With earnings season in full swing, cannabis companies took another hammering this week.
Aurora Cannabis, Canopy Growth, and Tilray posted their respective quarterly results this week, disappointing investors who appear to be increasingly disillusioned with the overall performance of the sector this year.
Weaker demand prompts Aurora Cannabis to halt construction at two facilities
Alberta-based Aurora Cannabis, one of the largest marijuana producers as the company boasts a market cap of $4.5 billion, reported better-than-expected earnings per share (EPS) at $0.01 (compared to expectations of a loss in EPS of three cents).
Although Aurora’s EPS beat projections, the company missed on its fiscal first-quarter revenues. Revenue for the period ending in September came in at $57.02 million.

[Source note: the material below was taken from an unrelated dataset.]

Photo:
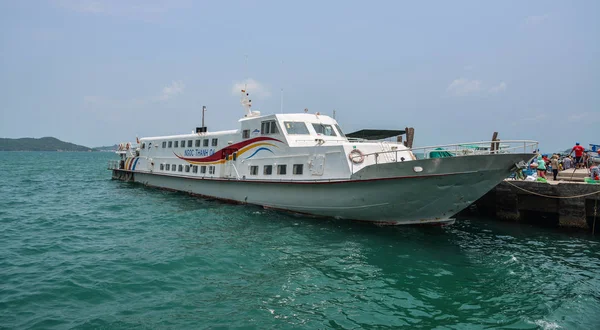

“Despite short term distribution and regulatory headwinds in Canada that have temporarily impacted the industry, the long-term opportunity for Aurora in the global cannabis and cannabinoids market is immense,” Aurora Cannabis chief executive officer Terry Booth said of the company’s results.
The company also announced plans to halt construction at one of its facilities in Denmark, which Aurora says will save it about $60 million over the course of the next 12 months.
Another facility, Aurora Sun in Canada, will also see a delay in construction.
“As global demand develops, or as Aurora’s market share in the global cannabis market increases, we will reactivate these projects,” the company said.
Shares of Aurora Cannabis plunged 6.61% at the end of Thursday’s session on the Toronto Stock Exchange.
Canopy Growth plummets on Q2 earnings release
Another major marijuana producer sent jitters through the sector as it released its fiscal second-quarter results. Adding to the bearish sentiment on pot stocks, Canopy Growth tanked over 14% on disappointing earnings.
Revenue in the fiscal second quarter landed at C$76.6 million, down from the C$90.5 million reported in the previous quarter.
“The last two quarters have been challenging for the Canadian cannabis sector as provinces have reduced purchases to lower inventory levels, retail store openings have fallen short of expectations, and Cannabis 2.0 products are yet to come to market,” chief executive Mark Zekulin.
Shares of Canopy Growth plummeted 14.27% at the end of trading on Thursday on the Toronto Stock Exchange.
Tilray sees surge in sales but losses widen
Tilray sold $15.8 million worth of recreational weed in the third quarter, with international sales jumping just over 500% year-over-year to $5.7 million.
For the third quarter, Tilray reported a net loss of $35.7 million, or 36 cents a share, compared to $18.7 million, or 20 cents a share, in the year-ago period. The revenue beat forecasts at $51.1 million.
“We are in the early days of seeing our strategic initiatives bear fruit – including our European expansion, brand portfolio evolution and strategic partnership product launches. We continue to expect significant growth in the fourth quarter and into 2020,” president and chief executive Brendan Kennedy commented in the financial update.
Shares of Tilray closed 5.35% in the red on the Nasdaq on Thursday.